The daily realities of the pandemic have become achingly clear. But we don’t know what major social events will be unfolding days or decades from now.
Technology will be a big part of Gen C’s lives. But their future isn’t set in stone
Israel, the Bank of America analyst, has been spending a lot of time thinking about what the future will look like. And he’s optimistic.
“To be honest, I really envy Gen C,” he says. “I think they’re going to live in a fascinating world.”
Changes that we’ve already been seeing with Gen Z, the preceding generation, will accelerate, he says. For example, Israel predicts Gen C will have the opportunity to work wherever they want in the world, without leaving the comforts of their home.
“The role of technology, of data creation, is going to accelerate dramatically. …They will live their life online,” he says. “They’ll get their experience in the virtual world.”
Experts who study child development and disasters say there are plenty of reasons to worry about Gen C’s future, too.
“Every age group is at risk,” Comer says, noting that he and other mental health professionals are particularly worried about what he calls the “in-betweeners” who are showing increased behavioral problems and signs of depression.
Older children have a better grasp of the situation and can better express their distress. Younger children don’t know a previous time when things were different. But Comer says many kids in the middle — who aren’t as good at articulating complicated feelings and “are still early in understanding the world” — are really struggling.
“We’re seeing 7-year-olds, 8-year-olds, 9-year-olds who already — just from enduring the past year of isolation, home schooling, being out of routines and structure and activities — are having considerably negative mental health impacts,” he says.
It’s too soon to know what that will mean down the line, Comer says, but the ripple effects will likely be seen for years to come. And another factor, he says, can’t be ignored. This disaster, unlike many others in the past, hasn’t spawned the same sort of community solidarity that can help with recovery, Comer says.
“This hardship has been marked by more unrest and more mistrust. … We’re not seeing the large-scale community cohesion that sometimes helps generations and cohorts get through some of the most difficult times,” he says.

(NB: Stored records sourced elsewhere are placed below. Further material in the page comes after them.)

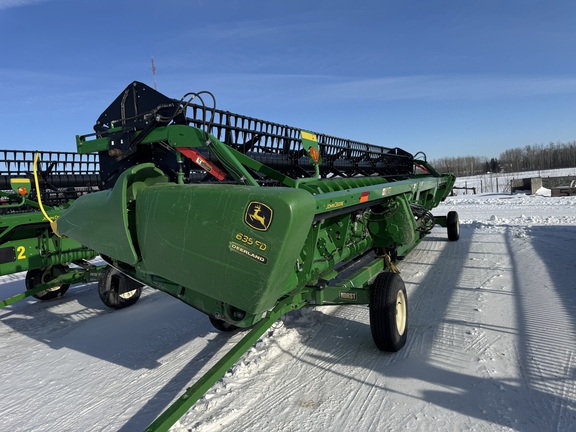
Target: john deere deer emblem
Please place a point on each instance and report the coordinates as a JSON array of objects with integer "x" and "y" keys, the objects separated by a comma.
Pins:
[{"x": 258, "y": 216}]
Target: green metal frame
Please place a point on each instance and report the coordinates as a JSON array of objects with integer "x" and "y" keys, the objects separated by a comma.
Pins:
[{"x": 319, "y": 251}]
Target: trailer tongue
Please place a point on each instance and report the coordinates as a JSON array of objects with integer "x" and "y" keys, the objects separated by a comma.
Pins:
[{"x": 246, "y": 220}]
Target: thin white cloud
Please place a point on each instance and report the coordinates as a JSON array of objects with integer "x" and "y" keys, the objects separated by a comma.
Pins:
[
  {"x": 9, "y": 4},
  {"x": 440, "y": 87}
]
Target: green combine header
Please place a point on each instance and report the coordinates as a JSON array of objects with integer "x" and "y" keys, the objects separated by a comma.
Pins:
[{"x": 246, "y": 220}]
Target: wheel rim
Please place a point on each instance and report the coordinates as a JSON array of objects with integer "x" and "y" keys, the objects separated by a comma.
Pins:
[{"x": 400, "y": 313}]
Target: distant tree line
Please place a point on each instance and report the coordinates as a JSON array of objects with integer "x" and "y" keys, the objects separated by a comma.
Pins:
[{"x": 529, "y": 158}]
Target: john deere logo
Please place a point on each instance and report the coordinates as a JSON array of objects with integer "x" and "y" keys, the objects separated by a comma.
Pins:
[{"x": 258, "y": 216}]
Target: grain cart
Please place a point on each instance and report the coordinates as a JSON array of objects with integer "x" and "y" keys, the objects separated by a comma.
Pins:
[
  {"x": 246, "y": 220},
  {"x": 27, "y": 243}
]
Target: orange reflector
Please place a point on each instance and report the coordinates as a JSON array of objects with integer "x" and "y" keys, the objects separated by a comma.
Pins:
[
  {"x": 205, "y": 164},
  {"x": 314, "y": 154}
]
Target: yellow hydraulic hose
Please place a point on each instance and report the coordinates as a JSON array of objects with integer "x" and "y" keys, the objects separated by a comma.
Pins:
[{"x": 52, "y": 221}]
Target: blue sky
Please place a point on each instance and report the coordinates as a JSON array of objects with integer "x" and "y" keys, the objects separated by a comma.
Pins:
[{"x": 450, "y": 78}]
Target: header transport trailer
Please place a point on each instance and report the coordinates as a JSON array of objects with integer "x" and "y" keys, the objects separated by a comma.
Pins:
[{"x": 246, "y": 220}]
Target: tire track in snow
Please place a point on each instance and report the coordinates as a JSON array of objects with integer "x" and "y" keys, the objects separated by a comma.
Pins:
[{"x": 547, "y": 322}]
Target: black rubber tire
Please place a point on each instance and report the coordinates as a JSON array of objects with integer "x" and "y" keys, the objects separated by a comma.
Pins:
[
  {"x": 389, "y": 312},
  {"x": 453, "y": 226},
  {"x": 117, "y": 290},
  {"x": 222, "y": 325},
  {"x": 36, "y": 277}
]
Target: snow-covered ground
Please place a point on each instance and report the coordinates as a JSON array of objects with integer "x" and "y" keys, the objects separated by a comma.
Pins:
[{"x": 492, "y": 346}]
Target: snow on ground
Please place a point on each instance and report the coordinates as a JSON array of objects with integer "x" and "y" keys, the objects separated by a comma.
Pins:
[{"x": 492, "y": 346}]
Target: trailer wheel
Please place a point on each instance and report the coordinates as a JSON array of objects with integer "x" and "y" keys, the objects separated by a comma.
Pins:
[
  {"x": 389, "y": 312},
  {"x": 36, "y": 277},
  {"x": 222, "y": 325},
  {"x": 117, "y": 290},
  {"x": 453, "y": 226}
]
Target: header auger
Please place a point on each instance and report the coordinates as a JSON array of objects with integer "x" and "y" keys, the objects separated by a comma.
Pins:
[{"x": 246, "y": 220}]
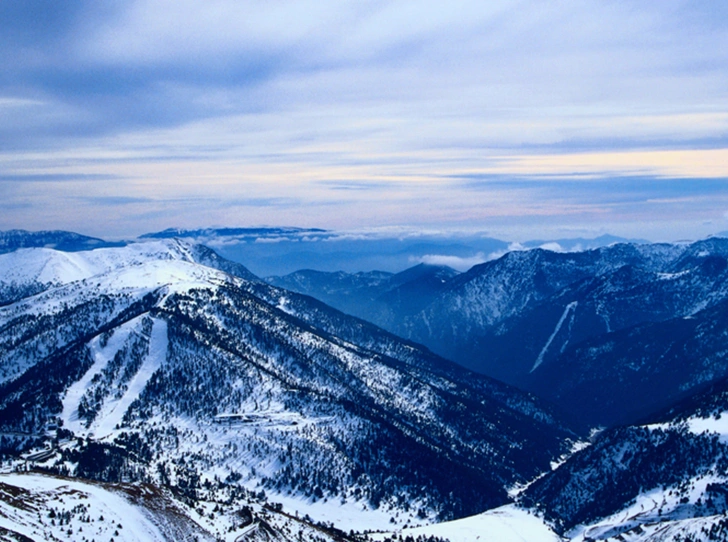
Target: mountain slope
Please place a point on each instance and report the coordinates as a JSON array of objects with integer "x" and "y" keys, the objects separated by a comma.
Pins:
[
  {"x": 587, "y": 331},
  {"x": 205, "y": 375},
  {"x": 663, "y": 480},
  {"x": 60, "y": 240}
]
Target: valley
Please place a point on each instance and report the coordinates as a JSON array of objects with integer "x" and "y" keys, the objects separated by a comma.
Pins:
[{"x": 158, "y": 380}]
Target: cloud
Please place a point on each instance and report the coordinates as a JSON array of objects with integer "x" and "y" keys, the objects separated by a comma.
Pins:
[
  {"x": 456, "y": 262},
  {"x": 350, "y": 114}
]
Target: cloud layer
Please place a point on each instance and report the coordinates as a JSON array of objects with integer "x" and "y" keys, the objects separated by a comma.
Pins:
[{"x": 517, "y": 116}]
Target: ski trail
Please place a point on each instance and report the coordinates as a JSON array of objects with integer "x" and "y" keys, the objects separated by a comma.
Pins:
[
  {"x": 570, "y": 307},
  {"x": 113, "y": 412},
  {"x": 101, "y": 356}
]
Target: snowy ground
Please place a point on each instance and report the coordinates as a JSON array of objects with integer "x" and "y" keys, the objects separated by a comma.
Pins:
[
  {"x": 504, "y": 524},
  {"x": 49, "y": 508}
]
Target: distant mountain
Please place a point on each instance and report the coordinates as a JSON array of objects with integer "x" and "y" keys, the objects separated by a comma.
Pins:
[
  {"x": 586, "y": 330},
  {"x": 243, "y": 234},
  {"x": 60, "y": 240},
  {"x": 580, "y": 244},
  {"x": 159, "y": 368},
  {"x": 375, "y": 296},
  {"x": 280, "y": 251}
]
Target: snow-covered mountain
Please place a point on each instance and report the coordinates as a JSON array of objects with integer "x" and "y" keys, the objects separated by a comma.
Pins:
[
  {"x": 161, "y": 362},
  {"x": 60, "y": 240},
  {"x": 666, "y": 479},
  {"x": 586, "y": 330},
  {"x": 375, "y": 296}
]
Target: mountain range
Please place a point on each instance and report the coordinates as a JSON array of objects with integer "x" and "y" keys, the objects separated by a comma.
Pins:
[{"x": 160, "y": 391}]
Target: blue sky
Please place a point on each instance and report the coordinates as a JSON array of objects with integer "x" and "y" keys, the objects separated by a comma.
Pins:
[{"x": 520, "y": 119}]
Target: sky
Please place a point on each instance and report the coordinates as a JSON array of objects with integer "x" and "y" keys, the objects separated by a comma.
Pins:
[{"x": 518, "y": 119}]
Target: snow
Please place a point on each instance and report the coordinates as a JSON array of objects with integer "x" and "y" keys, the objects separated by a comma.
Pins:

But the situation is still unfolding. And in some ways, that’s a good thing.
“None of this is written in stone in terms of where we go from here,” Peek says.
With so much uncertainty, one of the most important things we can do to make sure we’re on the right path, Peek says, is talk to children about what they’re experiencing, listen to what they’re saying and give them a chance to contribute however they can.
What all of us do now will play a big role in shaping Gen C’s future.